To be an artist is to take our precious time and create something that nobody needs, wants or even likes. In many cases, to spend real stretches of time on projects that are fundamentally irrational and might not work. And yet, we do this because we love the process. We love showing up and metabolizing our feelings into tangible works that bring our humanity to the surface that, if we’re fortunate enough, make a connection with, or make a change to, another person.
This process is romantic and rebellious and deeply rewarding. Every project another frisbee thrown out the window, and that’s totally fine with us. We trust the process. The tricky part is, what happens when it’s no longer just the lone artist? What if we start working with a team who has time constraints, tight budgets, group dynamics, office politics and hierarchical structures? Can the idealistic, process oriented artist still take initiative and execute meaningful work on an organizational scale?

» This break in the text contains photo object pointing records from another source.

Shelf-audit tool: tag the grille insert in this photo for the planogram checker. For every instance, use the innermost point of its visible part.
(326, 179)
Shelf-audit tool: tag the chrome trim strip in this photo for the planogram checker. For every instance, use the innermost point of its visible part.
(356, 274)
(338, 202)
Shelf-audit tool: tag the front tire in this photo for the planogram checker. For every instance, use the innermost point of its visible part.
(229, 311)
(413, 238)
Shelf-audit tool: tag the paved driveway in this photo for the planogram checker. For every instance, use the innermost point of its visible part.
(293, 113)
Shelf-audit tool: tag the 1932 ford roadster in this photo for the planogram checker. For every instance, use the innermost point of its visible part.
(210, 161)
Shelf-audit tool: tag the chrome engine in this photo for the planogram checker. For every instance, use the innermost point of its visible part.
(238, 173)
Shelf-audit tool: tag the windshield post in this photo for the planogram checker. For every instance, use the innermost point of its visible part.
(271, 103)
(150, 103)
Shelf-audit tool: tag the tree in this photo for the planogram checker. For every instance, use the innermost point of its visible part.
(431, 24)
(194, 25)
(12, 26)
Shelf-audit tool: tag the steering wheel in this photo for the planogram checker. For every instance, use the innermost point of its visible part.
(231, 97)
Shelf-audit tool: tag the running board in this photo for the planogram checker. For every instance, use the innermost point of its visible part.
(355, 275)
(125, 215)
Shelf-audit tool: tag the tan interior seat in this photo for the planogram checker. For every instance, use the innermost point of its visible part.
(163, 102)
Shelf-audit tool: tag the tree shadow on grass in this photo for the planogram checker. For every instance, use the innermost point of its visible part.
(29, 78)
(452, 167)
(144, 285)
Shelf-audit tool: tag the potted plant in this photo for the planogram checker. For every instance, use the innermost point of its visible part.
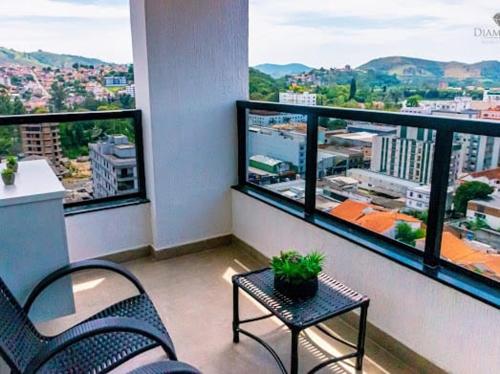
(12, 163)
(8, 176)
(295, 275)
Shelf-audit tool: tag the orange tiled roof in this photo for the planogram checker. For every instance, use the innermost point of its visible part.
(456, 250)
(490, 174)
(369, 216)
(380, 222)
(350, 210)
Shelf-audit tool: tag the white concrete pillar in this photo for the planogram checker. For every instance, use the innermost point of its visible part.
(191, 65)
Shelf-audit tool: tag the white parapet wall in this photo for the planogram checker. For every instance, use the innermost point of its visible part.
(107, 232)
(449, 328)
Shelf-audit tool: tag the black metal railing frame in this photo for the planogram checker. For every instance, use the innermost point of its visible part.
(134, 114)
(445, 129)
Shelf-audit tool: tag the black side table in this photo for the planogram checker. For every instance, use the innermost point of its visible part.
(333, 298)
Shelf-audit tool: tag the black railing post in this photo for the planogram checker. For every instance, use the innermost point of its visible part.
(311, 163)
(139, 151)
(439, 191)
(241, 114)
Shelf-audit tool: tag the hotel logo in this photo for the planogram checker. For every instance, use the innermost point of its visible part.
(489, 35)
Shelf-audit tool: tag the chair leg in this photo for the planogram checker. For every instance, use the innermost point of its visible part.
(236, 314)
(294, 365)
(361, 337)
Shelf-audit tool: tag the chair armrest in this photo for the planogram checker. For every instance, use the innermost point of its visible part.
(79, 266)
(96, 327)
(166, 367)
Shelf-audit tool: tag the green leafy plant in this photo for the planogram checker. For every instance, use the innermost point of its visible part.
(11, 162)
(8, 176)
(296, 268)
(7, 172)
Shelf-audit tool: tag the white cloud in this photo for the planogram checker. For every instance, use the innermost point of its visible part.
(335, 33)
(315, 32)
(99, 29)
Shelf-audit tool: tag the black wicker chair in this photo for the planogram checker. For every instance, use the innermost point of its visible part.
(166, 367)
(96, 345)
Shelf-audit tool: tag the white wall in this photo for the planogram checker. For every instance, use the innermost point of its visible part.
(106, 232)
(191, 63)
(455, 331)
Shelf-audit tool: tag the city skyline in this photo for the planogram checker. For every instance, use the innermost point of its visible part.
(316, 33)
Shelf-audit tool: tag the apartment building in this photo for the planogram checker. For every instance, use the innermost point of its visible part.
(114, 166)
(288, 146)
(488, 210)
(269, 118)
(409, 155)
(42, 140)
(115, 81)
(298, 98)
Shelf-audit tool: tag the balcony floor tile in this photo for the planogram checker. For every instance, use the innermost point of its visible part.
(193, 294)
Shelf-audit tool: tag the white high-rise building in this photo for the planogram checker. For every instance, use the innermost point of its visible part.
(492, 96)
(287, 146)
(409, 155)
(114, 167)
(298, 98)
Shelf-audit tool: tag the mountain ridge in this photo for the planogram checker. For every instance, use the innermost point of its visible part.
(281, 70)
(403, 66)
(46, 59)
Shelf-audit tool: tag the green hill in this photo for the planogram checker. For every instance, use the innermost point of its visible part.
(279, 71)
(42, 58)
(415, 68)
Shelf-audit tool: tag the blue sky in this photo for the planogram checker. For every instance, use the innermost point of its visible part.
(315, 32)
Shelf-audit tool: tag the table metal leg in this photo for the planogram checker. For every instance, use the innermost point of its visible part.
(294, 365)
(236, 314)
(361, 337)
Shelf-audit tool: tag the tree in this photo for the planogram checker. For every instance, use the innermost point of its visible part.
(18, 107)
(405, 234)
(413, 101)
(57, 97)
(470, 191)
(352, 89)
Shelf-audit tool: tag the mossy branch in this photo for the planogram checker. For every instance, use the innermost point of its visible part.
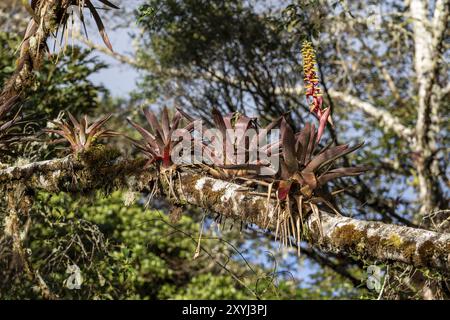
(370, 240)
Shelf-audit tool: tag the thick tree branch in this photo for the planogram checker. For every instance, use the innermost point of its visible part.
(364, 239)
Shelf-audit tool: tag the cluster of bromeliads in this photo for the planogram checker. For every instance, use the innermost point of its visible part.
(304, 166)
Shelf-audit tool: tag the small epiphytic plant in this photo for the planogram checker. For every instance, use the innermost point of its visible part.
(80, 134)
(8, 133)
(304, 171)
(77, 7)
(158, 143)
(313, 92)
(302, 165)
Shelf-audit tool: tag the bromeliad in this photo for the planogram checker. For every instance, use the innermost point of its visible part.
(80, 134)
(313, 91)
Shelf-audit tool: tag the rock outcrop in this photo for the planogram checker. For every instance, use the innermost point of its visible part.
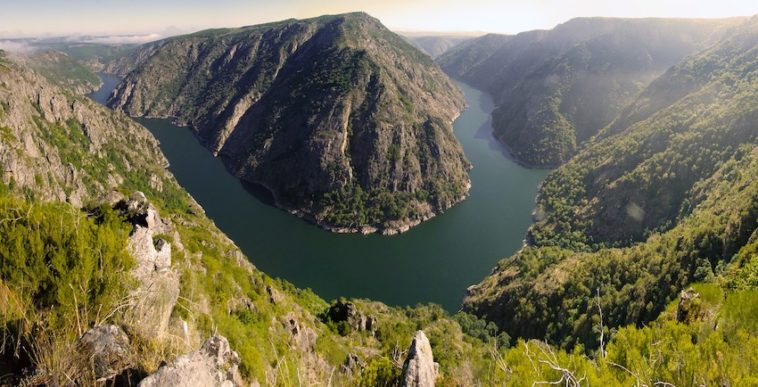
(214, 364)
(106, 347)
(689, 308)
(343, 311)
(348, 125)
(158, 284)
(419, 369)
(66, 147)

Absolutely. That person simply needs stronger filters. Empathetic spot checks to bring their artistic heart out of the cold and into the world of other people. Because while everything real in business comes from initiating something new, we also don’t want to start something amazing that nobody wants or needs or even uses.
Reis, the great pioneer of the lean startup movement, puts it perfectly. It’s easy to achieve failure by efficiently building the wrong thing. Doing something efficiently that nobody wants done is another form of waste. And an even worse outcome than shipping a bad product is building something that nobody wants.
Reminds me of almost every job I’ve held. All that frustration of spending my precious time on yet another initiative with minimal or no impact. Kind of makes me never want to start something new ever again. Which brings us to the stronger filter.
Here are some questions I’ve started asking myself during the initiation process.
Have you stopped to ask yourself if this thing is useful? Is anyone else actually excited about this besides you? Does your new project solve real, expensive, urgent and pervasive problems for people?
If so, onward. If not, pivot. And if we can’t pivot, scrap it. The last thing we need to is a failure by efficiently building the wrong thing.
After you take the risk that you might make someone upset with your initiative, how will you keep your artistic spirit accountable to the group?